Monks living and working at an abbey named Beaubec (Co Meath) just outside Drogheda, Co Louth, in the medieval era carried out extensive tillage and harvested grain for export to a Cistercian abbey in France, a research conference held in the Conyngham Arms Hotel, Slane, was told recently.

The presence of a two-storey structure on land owned by farmer and historian John McCullen at Beamore had always intrigued him and excavations carried out on the site by archaeologists Geraldine and Matthew Stout (generously aided by FBD Insurance) has helped illustrate the role of the Cistercians in the commercial development and international trade through the port of Drogheda.

The archaeologists believe that the site at Beaubec is the home of a 13th century monastic farm associated with the French Cistercian foundation of De Bello Becco (Beaubec).

A previous excavation had been carried out by archaeologist Donald Murphy in the 1980s.

Ms Stout told the Slane conference – titled The Pleasant Boyne and organised by the UCD School of Archaeology as part of the World Heritage Programme – that there was extensive tillage and drying of corn for export at Beaubec in Co Meath.

Log boats

The conference also heard that an underwater archaeological reconnaissance of the bed of the river Boyne near the Brú na Bóinne complex in Co Meath has revealed features that may represent log boats or man-made quays.

The sonar study, carried out by Dr Annalisa Christie of UCD and Dr Kieran Westley of the University of Ulster, surveyed 10km of the river from Oldbridge to a weir 1.8km east of Slane Bridge.

Dr Christie said that it was likely that for the first visitors to this landscape the river provided the easiest way to travel, offering an accessible route through a largely wooded landscape.

As such, it represented a major communications artery, not just for local visitors but also connecting communities in the area to those from further afield such as Wales or even Orkney.

Dr Christie said that 100 “anomalous features” were revealed in the study and these were assessed and were classified according to how likely they were to have been created as a result of past human activity, and their likely archaeological interest.

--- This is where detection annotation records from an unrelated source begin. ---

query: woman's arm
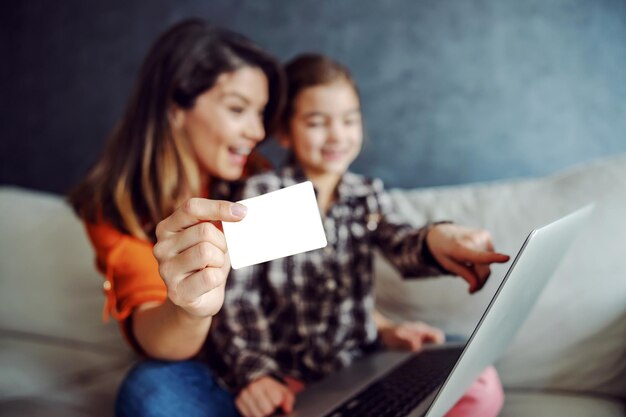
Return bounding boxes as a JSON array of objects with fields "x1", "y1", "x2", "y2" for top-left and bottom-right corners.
[{"x1": 132, "y1": 198, "x2": 245, "y2": 360}]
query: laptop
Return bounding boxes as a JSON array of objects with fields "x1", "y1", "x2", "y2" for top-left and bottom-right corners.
[{"x1": 280, "y1": 205, "x2": 593, "y2": 417}]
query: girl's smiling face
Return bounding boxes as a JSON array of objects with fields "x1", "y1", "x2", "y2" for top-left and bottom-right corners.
[{"x1": 281, "y1": 80, "x2": 363, "y2": 177}]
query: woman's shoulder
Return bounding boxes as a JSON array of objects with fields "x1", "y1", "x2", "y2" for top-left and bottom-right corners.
[{"x1": 85, "y1": 219, "x2": 153, "y2": 256}]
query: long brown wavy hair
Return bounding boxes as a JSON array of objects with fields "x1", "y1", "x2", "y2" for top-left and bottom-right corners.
[{"x1": 69, "y1": 19, "x2": 284, "y2": 242}]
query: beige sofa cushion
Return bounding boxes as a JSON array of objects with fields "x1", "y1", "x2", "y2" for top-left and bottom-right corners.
[
  {"x1": 0, "y1": 187, "x2": 126, "y2": 350},
  {"x1": 376, "y1": 155, "x2": 626, "y2": 398}
]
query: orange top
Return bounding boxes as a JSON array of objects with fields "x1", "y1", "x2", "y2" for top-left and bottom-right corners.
[{"x1": 86, "y1": 223, "x2": 167, "y2": 321}]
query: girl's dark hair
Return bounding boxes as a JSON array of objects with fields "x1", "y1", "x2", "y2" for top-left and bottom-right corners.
[
  {"x1": 280, "y1": 53, "x2": 360, "y2": 131},
  {"x1": 69, "y1": 19, "x2": 284, "y2": 241}
]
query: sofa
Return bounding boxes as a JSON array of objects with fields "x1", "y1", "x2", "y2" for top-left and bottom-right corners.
[{"x1": 0, "y1": 154, "x2": 626, "y2": 417}]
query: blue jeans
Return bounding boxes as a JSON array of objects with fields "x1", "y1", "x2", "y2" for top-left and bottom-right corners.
[{"x1": 115, "y1": 360, "x2": 240, "y2": 417}]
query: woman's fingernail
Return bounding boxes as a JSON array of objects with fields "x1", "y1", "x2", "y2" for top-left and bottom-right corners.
[{"x1": 230, "y1": 203, "x2": 248, "y2": 217}]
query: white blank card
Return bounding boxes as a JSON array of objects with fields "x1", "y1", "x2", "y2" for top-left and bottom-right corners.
[{"x1": 222, "y1": 181, "x2": 327, "y2": 269}]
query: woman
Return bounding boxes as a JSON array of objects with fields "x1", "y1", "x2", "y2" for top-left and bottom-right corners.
[{"x1": 70, "y1": 20, "x2": 284, "y2": 416}]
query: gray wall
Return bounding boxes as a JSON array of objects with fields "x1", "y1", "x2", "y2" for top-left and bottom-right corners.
[{"x1": 0, "y1": 0, "x2": 626, "y2": 192}]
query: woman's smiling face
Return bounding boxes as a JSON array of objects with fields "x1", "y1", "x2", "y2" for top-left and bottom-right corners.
[{"x1": 176, "y1": 67, "x2": 269, "y2": 180}]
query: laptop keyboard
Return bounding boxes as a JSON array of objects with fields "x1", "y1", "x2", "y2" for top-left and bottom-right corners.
[{"x1": 325, "y1": 349, "x2": 462, "y2": 417}]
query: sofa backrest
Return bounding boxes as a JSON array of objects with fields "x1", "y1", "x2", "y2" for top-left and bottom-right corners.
[{"x1": 0, "y1": 187, "x2": 128, "y2": 351}]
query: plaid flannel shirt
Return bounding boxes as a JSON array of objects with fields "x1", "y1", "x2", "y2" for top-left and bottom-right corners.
[{"x1": 208, "y1": 164, "x2": 444, "y2": 392}]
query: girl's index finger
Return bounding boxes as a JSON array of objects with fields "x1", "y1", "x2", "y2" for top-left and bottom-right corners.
[{"x1": 156, "y1": 198, "x2": 247, "y2": 238}]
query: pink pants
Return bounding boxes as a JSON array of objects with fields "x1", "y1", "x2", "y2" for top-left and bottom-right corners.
[{"x1": 445, "y1": 366, "x2": 504, "y2": 417}]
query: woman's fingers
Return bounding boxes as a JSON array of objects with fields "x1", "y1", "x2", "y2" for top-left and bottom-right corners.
[
  {"x1": 153, "y1": 222, "x2": 226, "y2": 260},
  {"x1": 170, "y1": 268, "x2": 227, "y2": 305},
  {"x1": 156, "y1": 198, "x2": 247, "y2": 240}
]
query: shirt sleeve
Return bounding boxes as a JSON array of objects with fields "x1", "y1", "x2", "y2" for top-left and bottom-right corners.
[
  {"x1": 210, "y1": 264, "x2": 281, "y2": 392},
  {"x1": 86, "y1": 223, "x2": 167, "y2": 324},
  {"x1": 368, "y1": 179, "x2": 448, "y2": 277}
]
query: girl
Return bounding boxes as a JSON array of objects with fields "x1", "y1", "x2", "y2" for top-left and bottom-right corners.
[
  {"x1": 210, "y1": 55, "x2": 509, "y2": 417},
  {"x1": 70, "y1": 19, "x2": 284, "y2": 417}
]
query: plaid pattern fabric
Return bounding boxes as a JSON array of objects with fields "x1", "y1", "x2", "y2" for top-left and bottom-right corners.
[{"x1": 209, "y1": 164, "x2": 442, "y2": 391}]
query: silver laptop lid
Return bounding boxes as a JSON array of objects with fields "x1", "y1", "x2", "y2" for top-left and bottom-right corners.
[{"x1": 426, "y1": 205, "x2": 593, "y2": 417}]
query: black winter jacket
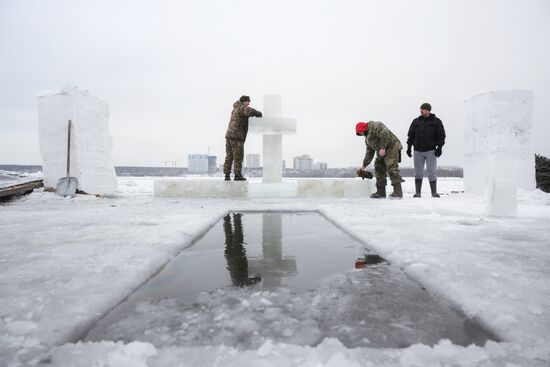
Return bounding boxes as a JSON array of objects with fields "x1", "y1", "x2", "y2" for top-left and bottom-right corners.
[{"x1": 407, "y1": 113, "x2": 445, "y2": 152}]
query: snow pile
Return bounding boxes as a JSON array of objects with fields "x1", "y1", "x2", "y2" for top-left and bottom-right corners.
[
  {"x1": 36, "y1": 86, "x2": 117, "y2": 195},
  {"x1": 464, "y1": 90, "x2": 535, "y2": 216},
  {"x1": 49, "y1": 339, "x2": 550, "y2": 367}
]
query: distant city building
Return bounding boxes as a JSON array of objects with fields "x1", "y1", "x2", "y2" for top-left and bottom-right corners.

“Features that were clearly man-made, and were likely historically or archaeologically important, were considered of high archaeological potential.

"In addition to a few possible log boats, two other features stand out as being of interest – one an alignment of six stones that clearly formed part of all of a weir, the other a strong linear feature that was clearly a sub-surface continuation of a wall in the river bank which could possible have been used as a quay”, she said.

Folklore

Archaeology researcher at UCD Allison Galbari said that millions of pages of folklore connected with the River Boyne were now housed at UCD and work was now in progress on the digitisation of the collection.

Tom Condit of the National Monuments Service said that processions and processional routes were, even in modern times, part and parcel of religious festivals and events and he described how cursus monuments, formally laid-out ritual routeways controlling direction and views of the surrounding visual landscape, indicated that such processions also took place in the late Neolithic period in Brú na Bóinne.

That Brú na Bóinne was not just a place for the interment of the dead was amply demonstrated by the presence of monuments dating to the late Neolithic/Early Bronze Age, such as the henge monuments, the timber circle and, in particular, the Newgrange curcus. The Brú na Bóinne site had the highest concentration of henges in the world, he said.

Clíodhna Ní Lionáin, project archaeologist at Dowth Hall in Co Meath where a 5,500 passage tomb was uncovered in 2018, said that, to date, two burial chambers have been discovered within the western part of the main passage tomb, over which a large stone cairn has been raised.

Rituals

One of the interesting finds there was that of the skull of a woman, aged between 17 and 25, and inside that skull were bones of a child and animals, pointing to possible ritual ceremonies.

In a contribution entitled 'Hidden in Plain Sight', journalist and author Anthony Murphy described how he and an associate Ken Williams discovered a giant previously unknown monument, a Neolithic henge measuring 154 metres in diameter, by using a drone over the Brú na Bóinne complex.

The conference was organised by Dr Steve Davis, UCD School of Archaeology.